The only real way to test which definition of passed pawn is better is by playing a lot of games. I don't think an answer can be definitively arrived at by logic. After the test games have been played, then one can retroactively justify them to the heart's delight.
I would say yes. This is not a quiet position, so an engine should not call eval here. But even if an engine calls eval in this position (as inner node evals), I think it's better to evaluate this as a passed pawn. Pushing to a2 is an easy win, so let's score it high and let (eventually) the q-search reject that idea. a2! easy win:
If you can't safely play a2 (or axb2), I would not want to evaluate it as a passed pawn.
If you want to evaluate the pawn as a passed pawn, it seems your evaluation should verify that it is black's turn to move and that black can safely play either a2 or axb2. It seems to me that this is pushing things into the evaluation that can be better left to the search, but maybe it is worth while.
bob wrote:
I would say no. Can you safely take on b2? Hard for eval to figure that out. Can you safely push to a2? Ditto. If the b pawn was missing, I would say yes. But I don't currently score a3 as passed in my code.
The pawn is passed in the sense that no pawn is blocking its advance. Generally speaking, most people still count positional features even if the piece generating them is threatened. In this way they allow the qsearch to determine if the pawn capture is relevant. For example, if a rook is on the 7th but is attacked by a bishop, usually the evaluation still gives it the bonus for being on the 7th.
The only real way to test which definition of passed pawn is better is by playing a lot of games. I don't think an answer can be definitively arrived at by logic. After the test games have been played, then one can retroactively justify them to the heart's delight.
-Sam
I think a bit of reasoning can help.
For example, you have a pawn majority. Do you count that as a passed pawn or something less? I count it significantly less, because it is a potential passed pawn, and the placement of enemy pieces or king might make realizing that passed pawn impossible. So a bonus for the threat, but not the full passed bonus.
That logic might work here, but large bonuses that are highly volatile are pretty dangerous based on my tuning experience. If the pawn can't safely advance or capture for whatever reason, the next move black can capture it and the bonus evaporates. I'd like to have the search prove it can hold the pawn first, by either actually pushing or taking on b7 and hanging on to it where black can't trade it at any instant with the simple bxa6.
I could probably modify my passed pawn detection code to handle that easily enough and test, but pretty strong intuition says it is most likely going to be a bit worse. More after I complete the test...

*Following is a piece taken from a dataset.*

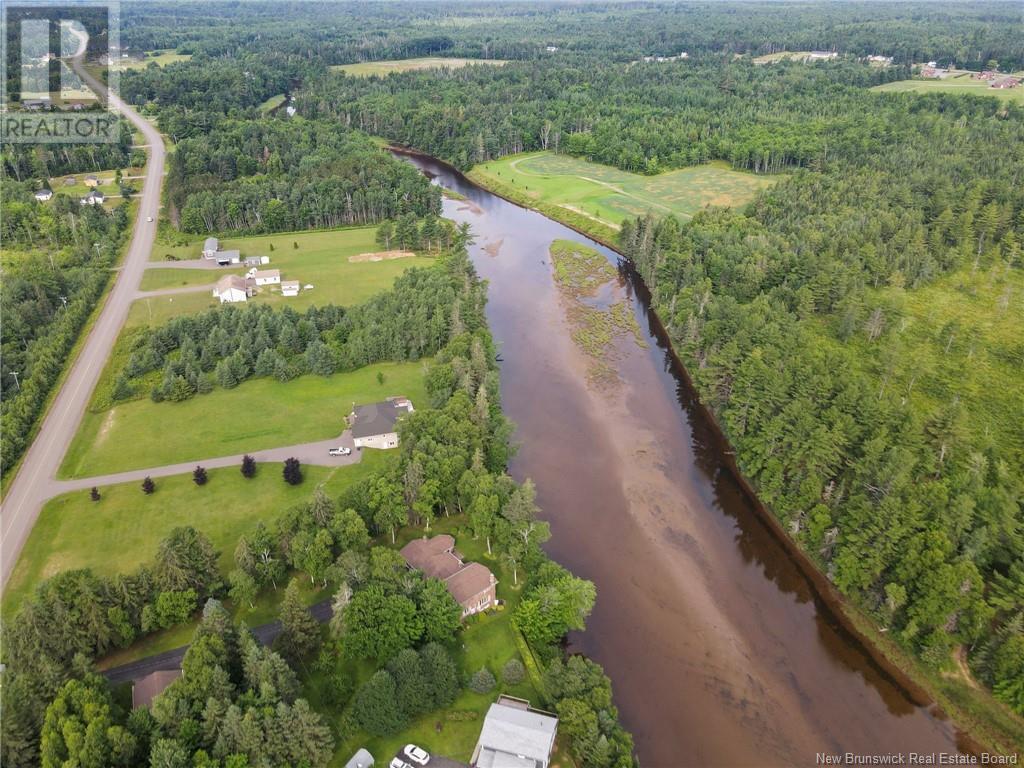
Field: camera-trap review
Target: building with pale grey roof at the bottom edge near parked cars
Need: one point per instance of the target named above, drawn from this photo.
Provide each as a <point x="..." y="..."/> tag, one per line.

xmas79 wrote:I would say yes. This is not a quiet position, so an engine should not call eval here. But even if an engine calls eval in this position (as inner node evals), I think it's better to evaluate this as a passed pawn. Pushing to a2 is an easy win, so let's score it high and let (eventually) the q-search reject that idea. a2! easy win:
There are many ways to create this exact same pawn configuration, where pushing is not an easy win. For example, an enemy bishop on b1. And put an enemy rook on a1 with your queen on a8 and you also can't play axb7 safely, it would depend on whether after axb2 Rxa8 the opponent still has b1 covered so you can't push. Too much dynamic stuff going on, IMHO...
Evals have lots of error, but I think it better to generally err on the conservative side to avoid a highly volatile eval that makes the tree search unstable with serious horizon effect issues.